Merging the East and West is Yang’s specialty. It’s a design vernacular that he not only speaks fluently, but has helped define—along with the current Chinese style that merges the country’s tradition and modernity—since launching his label in London in 2015 after graduating with an MA in Fashion from Central Saint Martins (he still splits his time between the two cities). “It feels good to come back and put a show in Shanghai during Fashion Week,” said the Shenzhen native, who was also shortlisted for the LVMH Prize in 2020, in between hugs and greetings from guests after the show.

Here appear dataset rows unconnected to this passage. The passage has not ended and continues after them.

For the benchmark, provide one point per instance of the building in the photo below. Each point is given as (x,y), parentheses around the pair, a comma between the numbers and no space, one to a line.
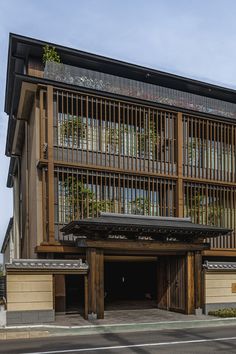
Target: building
(125,167)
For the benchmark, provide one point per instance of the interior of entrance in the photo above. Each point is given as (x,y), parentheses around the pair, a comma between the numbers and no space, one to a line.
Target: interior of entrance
(130,284)
(74,293)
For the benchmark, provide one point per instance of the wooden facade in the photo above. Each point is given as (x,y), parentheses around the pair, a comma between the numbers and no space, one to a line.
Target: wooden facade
(138,143)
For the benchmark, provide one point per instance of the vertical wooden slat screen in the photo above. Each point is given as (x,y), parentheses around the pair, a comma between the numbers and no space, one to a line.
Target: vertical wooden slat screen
(212,205)
(91,130)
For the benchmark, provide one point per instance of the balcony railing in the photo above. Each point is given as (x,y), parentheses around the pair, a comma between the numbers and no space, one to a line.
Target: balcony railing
(122,86)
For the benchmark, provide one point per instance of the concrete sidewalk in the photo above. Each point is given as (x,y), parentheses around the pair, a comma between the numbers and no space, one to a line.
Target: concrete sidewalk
(115,322)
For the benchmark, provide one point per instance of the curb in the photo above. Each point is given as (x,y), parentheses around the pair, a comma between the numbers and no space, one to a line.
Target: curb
(37,331)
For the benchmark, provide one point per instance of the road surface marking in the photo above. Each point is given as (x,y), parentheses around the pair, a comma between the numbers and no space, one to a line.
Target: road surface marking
(134,346)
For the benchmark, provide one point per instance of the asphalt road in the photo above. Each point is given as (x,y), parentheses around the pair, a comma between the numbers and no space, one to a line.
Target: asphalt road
(197,340)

True to form, Yang found inspiration this season on a touchstone of Chinese cultural tradition, the novel Dream of the Red Chamber by Cao Xueqin. Also known as The Story of the Stone, the 18th century tome is considered one of the four great Chinese classical novels. Yang explained that he had been attracted to its complexity, and that he focused particularly on its first chapter “where a confession is marked on the stone left by the repairing of the heavens.”

Yang punctuated his collection with touches of bright red and deep green, weaving a parallel story of his own and unraveling it into a nuanced, contemporary wardrobe. He cropped cheongsams into sophisticated tops for day and draped them as fantastic bias cut silk and velvet sheaths for evening. Most special was the weightless touch with which Yang layered trousers, skirts, dresses, and coats, and how he cut a tangzhuang in denim and paired it with adidas sneakers (the brands have an upcoming collaboration) to offer a fresh interpretation of the tried and true Canadian tuxedo. Yang’s terrific lineup is a shining example of what happens when a designer is steadfast in their point of view. This is a creative who has long offered an idiosyncratic take on East-meets-West, and both his local market and the global stage are at last ready to embrace it.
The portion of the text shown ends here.